A Pilot Study of the Experience of Modern Working Life in Two Contrasting Occupations: Productivity Increase or Unsustainable Intensification of Work?

Saturday, 4 July 2015: 8:30 AM-10:00 AM
TW2.2.04 (Tower Two)
Michael Paul Bittman, University of New England, Sydney, Australia
It is ironic, given that the distinctive feature of capitalism is that capacity to labour is sold and bought in units of time, that in advanced capitalist economies many workers have no fixed hours of work. In the 21st century, much wage-labour takes place under circumstances that resembles a sub-contract. Under this newer system of organization, employees (singly or as part of a team) are given a task to complete by a fixed deadline. Instead of relying on Bundy clocks and stop-watches, and job cards detailing how many 10,000thsof minute it takes to complete each Therblig (the 18 motions that compose a task), employee accountability is provided by the performance in achieving outcomes.

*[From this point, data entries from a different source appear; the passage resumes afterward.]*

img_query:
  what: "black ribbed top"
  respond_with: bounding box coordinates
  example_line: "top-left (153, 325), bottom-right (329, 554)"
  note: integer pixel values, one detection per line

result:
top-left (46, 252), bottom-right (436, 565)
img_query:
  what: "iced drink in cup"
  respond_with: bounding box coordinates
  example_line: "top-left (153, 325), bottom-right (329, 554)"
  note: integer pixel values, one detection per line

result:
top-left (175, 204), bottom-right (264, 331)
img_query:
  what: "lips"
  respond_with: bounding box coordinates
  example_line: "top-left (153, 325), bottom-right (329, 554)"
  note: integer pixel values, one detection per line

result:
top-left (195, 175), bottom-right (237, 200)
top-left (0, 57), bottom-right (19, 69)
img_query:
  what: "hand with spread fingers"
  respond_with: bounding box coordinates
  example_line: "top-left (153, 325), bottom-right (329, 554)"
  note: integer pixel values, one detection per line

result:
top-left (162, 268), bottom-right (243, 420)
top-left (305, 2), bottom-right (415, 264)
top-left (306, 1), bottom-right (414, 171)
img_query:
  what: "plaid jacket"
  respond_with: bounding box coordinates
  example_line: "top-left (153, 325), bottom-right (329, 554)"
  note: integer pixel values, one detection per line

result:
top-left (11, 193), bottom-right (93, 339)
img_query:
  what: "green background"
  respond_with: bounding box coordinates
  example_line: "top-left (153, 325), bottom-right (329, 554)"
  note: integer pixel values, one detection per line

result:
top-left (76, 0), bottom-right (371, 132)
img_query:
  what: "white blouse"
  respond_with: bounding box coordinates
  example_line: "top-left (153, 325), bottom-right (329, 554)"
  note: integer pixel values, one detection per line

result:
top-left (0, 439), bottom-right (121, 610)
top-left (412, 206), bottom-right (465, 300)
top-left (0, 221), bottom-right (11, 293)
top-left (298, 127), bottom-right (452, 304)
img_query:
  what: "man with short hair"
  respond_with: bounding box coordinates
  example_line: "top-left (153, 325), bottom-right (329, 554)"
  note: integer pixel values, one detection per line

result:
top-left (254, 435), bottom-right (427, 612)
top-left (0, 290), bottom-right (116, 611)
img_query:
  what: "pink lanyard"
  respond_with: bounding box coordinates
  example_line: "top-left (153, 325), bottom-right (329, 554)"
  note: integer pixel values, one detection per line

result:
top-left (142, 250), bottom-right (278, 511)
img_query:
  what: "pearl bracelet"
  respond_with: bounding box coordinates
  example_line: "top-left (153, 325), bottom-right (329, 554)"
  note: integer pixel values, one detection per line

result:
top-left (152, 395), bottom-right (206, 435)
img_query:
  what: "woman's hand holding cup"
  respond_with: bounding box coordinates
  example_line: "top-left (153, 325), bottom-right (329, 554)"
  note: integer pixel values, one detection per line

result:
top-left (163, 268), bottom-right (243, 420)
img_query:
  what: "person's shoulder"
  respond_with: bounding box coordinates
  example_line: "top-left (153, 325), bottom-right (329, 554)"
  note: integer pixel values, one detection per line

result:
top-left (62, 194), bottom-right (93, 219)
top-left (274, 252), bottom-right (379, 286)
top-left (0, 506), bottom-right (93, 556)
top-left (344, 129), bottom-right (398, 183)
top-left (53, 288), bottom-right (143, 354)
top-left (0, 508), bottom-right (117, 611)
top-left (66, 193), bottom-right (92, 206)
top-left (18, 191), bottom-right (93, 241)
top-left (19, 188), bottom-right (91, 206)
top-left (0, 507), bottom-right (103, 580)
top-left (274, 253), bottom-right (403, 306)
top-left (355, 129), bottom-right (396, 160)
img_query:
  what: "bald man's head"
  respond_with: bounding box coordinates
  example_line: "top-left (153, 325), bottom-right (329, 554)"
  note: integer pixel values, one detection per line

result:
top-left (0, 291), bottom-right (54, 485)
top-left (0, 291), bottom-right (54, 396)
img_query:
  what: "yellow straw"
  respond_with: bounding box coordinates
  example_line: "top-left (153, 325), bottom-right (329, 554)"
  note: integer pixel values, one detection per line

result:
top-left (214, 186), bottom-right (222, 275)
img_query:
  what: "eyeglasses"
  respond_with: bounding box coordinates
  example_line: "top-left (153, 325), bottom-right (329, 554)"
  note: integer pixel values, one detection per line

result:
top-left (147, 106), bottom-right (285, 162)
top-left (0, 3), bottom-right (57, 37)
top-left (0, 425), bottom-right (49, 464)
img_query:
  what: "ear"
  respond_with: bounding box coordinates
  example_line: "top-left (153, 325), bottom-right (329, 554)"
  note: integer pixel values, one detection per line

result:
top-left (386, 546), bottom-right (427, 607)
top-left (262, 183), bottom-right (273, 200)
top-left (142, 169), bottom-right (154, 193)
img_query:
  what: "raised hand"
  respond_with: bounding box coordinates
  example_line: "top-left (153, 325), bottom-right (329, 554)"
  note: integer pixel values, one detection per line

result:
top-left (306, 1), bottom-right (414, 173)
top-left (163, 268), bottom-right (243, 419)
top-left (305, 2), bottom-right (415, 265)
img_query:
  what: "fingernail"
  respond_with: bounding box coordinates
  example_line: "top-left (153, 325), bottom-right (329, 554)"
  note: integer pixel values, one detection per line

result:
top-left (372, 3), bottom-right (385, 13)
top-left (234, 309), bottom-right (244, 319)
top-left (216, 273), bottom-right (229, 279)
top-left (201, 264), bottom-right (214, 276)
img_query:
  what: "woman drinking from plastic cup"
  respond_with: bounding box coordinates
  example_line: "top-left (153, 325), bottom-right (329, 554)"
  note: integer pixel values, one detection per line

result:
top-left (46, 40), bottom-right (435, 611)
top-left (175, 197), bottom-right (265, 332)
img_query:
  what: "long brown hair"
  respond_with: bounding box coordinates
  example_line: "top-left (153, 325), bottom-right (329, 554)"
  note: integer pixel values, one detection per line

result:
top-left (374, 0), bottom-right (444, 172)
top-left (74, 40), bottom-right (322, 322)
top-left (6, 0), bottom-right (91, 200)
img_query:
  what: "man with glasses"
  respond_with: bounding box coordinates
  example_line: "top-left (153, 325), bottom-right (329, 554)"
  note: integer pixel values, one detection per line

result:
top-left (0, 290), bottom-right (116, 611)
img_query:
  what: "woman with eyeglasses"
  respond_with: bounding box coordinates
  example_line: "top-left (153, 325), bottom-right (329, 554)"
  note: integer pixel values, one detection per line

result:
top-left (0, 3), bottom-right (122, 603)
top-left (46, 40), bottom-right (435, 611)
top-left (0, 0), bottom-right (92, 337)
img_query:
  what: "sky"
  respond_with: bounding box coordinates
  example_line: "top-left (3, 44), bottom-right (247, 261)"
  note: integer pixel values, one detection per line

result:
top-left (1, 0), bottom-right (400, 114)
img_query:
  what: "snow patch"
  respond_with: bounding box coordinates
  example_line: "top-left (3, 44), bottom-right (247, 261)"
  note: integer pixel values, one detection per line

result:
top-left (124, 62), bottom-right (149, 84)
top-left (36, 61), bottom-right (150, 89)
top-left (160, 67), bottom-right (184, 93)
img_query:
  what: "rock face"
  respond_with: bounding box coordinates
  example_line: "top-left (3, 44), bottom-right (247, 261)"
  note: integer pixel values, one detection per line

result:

The retreat from the direct control that characterised early part of the 20thcentury is profound shift. Curiously, this leaves both management and workers unsure of their productivity per hour because they have no record of the time spent. There is a substantial literature which demonstrates that the weekly estimates gathered by the standard labour force surveys have systematic biases. Moreover, the classic paper-and-pencil time-diary used by many official statistical organisations around the world, which ought to provide more precise measure, lack detail about employment related tasks. This lack of detail seems to derive from two sources. Firstly, because attempts to measure the time spent in employment-related tasks justifiably engenders resistance, which may also explain why management has abandoned it in favour of ‘performance indicators’. Secondly, recalling everything that happens in the course a working day places a considerable reporting burden on respondents. Consequently, these diaries yield  start and finish times, and breaks at work but hardly any more information.

This paper reports on pilot study using Smartphones (in combination with random time sampling and a technique Tom Juster called ‘the intensive hour’). A significant advantage of thiese techniques is that it gathers only a small sample of any individuals use of time, protecting them against any potentially self-incriminating consequences but, nevertheless, yieldis a detailed but robust estimate of how the typical worker, in this sub-occupation, spends their time. The preliminary findings from this study, show that the technique reveals how many hours these workers devote to their jobs, how often their multi-task, what days of the week and what times a day they do their job tasks, as well as the extent to which they feel under time pressure, have manageable job demands and feel secure in their jobs. I believe this study has wider implications because of the spread of occupational settings employees are managed by targeted outcomes (performance indicators) but are given apparent autonomy over how these targets are met.